OLPC Spinoff Pixel Qi Merges E-ink With LCD
MaryBethP writes with some tasty prototype photos and info about the new OLPC spin off "Pixel Qi" that is combining the best of e-ink and traditional LCD displays. "The screen can work as a traditional backlit LCD when indoors, can have that backlight disabled to be perfectly visible outdoors (shown after the break), and, as its pièce de résistance, can be toggled into an energy-efficient 'epaper' mode. How exactly the company is fitting these seemingly disparate slices of technology into a single 10.1-inch screen is something of a mystery, but we're guessing much will be answered next week ahead of a planned product launch by the end of the year. Color us intrigued."
On a laptop it is :-)
"Portable" computers used to have that 4" CRT on them back when they weighted 20 lbs. But as for the modern laptop, it's been LCD all the way.
Arguing with an engineer is like wrestling a pig in the mud. After a while, you realize the engineer enjoys it.
As far as I know, e-Ink is a marketing name for a specific piece of technology using colored particles and static electricity. Somehow I'm not so sure that this is the technology used here, it looks more like different ways of handling an LCD than a layer of e-Ink. I would not know how you could make a sheet of e-Ink invisible for the eye, and it seems this is required. The screen in the photo does not look like digital paper either.

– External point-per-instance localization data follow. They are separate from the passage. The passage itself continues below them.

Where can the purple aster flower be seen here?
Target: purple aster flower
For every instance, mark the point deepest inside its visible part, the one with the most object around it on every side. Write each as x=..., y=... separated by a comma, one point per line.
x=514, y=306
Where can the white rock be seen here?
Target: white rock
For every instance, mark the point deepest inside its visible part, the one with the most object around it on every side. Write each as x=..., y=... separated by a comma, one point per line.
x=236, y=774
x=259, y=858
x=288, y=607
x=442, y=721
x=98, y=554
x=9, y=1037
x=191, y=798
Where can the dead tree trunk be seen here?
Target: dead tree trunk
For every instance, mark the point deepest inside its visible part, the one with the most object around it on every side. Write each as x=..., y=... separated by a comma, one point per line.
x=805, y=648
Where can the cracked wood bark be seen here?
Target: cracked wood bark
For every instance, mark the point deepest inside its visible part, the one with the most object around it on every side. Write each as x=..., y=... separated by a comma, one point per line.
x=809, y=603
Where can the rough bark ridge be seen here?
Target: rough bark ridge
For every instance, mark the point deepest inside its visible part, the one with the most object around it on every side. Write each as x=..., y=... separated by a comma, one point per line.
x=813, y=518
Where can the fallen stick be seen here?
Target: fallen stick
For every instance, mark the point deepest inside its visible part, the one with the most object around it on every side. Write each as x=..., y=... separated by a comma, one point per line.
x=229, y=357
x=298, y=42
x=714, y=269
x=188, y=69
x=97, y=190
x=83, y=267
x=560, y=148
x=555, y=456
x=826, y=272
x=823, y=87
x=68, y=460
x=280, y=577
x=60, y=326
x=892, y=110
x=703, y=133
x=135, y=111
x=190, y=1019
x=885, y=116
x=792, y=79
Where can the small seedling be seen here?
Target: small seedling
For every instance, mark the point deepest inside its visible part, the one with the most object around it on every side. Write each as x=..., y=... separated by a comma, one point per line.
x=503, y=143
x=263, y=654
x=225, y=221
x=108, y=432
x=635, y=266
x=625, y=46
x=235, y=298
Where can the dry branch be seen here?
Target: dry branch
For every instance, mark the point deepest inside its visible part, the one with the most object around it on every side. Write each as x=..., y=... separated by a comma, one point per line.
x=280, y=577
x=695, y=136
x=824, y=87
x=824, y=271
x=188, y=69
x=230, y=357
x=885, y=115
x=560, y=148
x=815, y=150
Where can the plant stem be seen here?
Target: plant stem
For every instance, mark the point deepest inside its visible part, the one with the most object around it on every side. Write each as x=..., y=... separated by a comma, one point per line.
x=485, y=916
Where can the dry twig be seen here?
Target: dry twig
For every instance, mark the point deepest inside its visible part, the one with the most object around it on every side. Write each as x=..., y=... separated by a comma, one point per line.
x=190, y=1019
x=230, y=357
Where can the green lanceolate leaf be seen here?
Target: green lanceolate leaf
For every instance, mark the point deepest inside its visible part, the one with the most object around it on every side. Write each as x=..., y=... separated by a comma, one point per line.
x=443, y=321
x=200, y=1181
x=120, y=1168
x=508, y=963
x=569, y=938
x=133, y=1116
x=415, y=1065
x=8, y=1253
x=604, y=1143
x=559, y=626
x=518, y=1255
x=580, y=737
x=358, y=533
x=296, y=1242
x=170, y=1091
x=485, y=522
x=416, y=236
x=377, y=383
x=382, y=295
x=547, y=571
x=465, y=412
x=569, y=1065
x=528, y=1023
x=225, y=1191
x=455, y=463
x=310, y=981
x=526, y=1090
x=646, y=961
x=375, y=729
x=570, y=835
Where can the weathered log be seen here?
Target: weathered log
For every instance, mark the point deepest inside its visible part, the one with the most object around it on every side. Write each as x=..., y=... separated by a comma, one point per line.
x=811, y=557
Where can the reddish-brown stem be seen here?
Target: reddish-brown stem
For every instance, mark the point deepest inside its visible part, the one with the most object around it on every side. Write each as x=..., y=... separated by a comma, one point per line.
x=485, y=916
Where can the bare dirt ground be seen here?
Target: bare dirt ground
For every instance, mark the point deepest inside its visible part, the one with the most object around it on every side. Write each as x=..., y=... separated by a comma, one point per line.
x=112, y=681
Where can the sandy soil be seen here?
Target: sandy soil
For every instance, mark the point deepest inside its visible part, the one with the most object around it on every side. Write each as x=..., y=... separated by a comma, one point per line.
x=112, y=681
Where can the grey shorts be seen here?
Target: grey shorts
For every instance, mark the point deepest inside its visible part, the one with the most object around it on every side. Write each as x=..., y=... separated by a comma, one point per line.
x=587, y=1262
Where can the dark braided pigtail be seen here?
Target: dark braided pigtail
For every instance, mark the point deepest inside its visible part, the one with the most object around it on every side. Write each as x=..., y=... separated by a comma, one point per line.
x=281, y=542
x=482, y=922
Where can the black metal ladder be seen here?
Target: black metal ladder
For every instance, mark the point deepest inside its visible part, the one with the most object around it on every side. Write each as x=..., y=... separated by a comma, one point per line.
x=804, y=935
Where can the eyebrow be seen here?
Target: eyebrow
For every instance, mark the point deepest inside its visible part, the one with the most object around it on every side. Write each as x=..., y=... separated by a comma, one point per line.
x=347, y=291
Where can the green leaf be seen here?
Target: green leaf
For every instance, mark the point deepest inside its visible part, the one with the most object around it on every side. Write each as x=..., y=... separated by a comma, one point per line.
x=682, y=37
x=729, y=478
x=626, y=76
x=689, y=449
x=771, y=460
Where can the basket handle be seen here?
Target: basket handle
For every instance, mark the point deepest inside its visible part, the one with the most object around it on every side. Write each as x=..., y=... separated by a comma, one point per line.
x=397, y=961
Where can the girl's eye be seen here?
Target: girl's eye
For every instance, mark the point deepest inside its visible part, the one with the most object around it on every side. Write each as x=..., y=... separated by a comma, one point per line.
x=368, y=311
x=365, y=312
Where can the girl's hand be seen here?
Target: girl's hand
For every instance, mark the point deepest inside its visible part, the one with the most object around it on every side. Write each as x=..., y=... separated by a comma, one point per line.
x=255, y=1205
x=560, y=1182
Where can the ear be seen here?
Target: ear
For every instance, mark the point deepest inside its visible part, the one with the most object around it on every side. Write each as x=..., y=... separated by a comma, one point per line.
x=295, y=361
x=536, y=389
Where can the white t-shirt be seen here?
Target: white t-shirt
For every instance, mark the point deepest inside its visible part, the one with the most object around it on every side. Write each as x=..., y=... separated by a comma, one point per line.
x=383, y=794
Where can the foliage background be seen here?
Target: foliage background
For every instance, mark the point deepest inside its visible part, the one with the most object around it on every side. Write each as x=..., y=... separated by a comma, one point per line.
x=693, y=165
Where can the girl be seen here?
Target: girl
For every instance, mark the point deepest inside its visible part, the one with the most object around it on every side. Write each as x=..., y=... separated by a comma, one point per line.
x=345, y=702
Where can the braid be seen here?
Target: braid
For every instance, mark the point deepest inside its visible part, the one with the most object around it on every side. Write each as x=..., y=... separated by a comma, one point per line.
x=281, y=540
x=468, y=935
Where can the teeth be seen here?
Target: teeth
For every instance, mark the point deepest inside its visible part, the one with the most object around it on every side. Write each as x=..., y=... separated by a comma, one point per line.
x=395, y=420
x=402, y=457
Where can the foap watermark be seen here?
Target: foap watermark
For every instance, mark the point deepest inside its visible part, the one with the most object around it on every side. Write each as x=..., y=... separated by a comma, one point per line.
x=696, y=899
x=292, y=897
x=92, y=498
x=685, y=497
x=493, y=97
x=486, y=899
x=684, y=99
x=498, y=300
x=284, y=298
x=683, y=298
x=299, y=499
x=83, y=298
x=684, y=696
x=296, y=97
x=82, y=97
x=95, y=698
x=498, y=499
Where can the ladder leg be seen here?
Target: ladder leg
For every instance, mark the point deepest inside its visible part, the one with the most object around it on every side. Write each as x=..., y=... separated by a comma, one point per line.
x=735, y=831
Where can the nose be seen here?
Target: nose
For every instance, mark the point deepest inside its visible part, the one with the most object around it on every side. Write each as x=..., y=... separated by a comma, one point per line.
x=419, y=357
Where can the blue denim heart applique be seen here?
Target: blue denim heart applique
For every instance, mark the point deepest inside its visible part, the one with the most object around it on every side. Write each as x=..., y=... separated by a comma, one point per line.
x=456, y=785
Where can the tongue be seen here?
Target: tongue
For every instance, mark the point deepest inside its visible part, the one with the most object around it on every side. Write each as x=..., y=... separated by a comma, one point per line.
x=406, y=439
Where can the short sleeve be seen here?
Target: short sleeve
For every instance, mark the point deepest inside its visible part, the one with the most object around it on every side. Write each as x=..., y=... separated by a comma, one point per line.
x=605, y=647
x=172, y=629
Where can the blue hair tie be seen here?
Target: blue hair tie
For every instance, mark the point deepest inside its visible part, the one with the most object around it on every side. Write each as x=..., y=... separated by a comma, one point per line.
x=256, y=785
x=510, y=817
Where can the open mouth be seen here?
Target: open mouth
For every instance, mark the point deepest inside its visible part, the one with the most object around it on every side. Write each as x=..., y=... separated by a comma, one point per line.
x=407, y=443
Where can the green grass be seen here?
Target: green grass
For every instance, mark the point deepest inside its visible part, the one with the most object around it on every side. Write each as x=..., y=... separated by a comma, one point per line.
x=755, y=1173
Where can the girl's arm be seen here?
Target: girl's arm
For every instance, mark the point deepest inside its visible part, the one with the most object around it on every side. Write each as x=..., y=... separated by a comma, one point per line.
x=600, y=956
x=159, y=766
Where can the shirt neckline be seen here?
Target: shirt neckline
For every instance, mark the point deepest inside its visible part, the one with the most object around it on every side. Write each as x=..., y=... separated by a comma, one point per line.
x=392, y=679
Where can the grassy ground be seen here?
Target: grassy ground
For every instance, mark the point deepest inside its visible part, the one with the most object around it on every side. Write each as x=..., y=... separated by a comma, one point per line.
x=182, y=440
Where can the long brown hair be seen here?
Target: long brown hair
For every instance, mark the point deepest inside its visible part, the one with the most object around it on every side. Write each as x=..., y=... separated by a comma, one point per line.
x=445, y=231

My money is on B/W LCD without (significant) back-lighting.
For laptops? Yeah...though I guess that should technically say "active-matrix liquid crystal display".
E-paper only requires power to change the display, not to keep the image shown.
This looks to me exactly like the XO, but with a better color display.
I was intrigued 2 years ago when i got my XO.
Now it is simply what I hoped would happen, same tech, but with focus on image quality and resolution over inexpensiveness.
On the XO, the wavy lines can become quite the hassle.
Wow, sent an e-mail as suggested when clicking on "use classic" banner, and got a fast response that addressed my msg
While the Pixel Qi displays are (we believe) remarkable and can and will really serve as exceptional e-paper displays, there is no relationship to E-Ink. Not the company and not the electrophoretic technology that E-Ink uses.
John Ryan
Pixel Qi Corp.
Taiwan
(Filed as anonymous coward, because I *do* have a separate /. personal account.)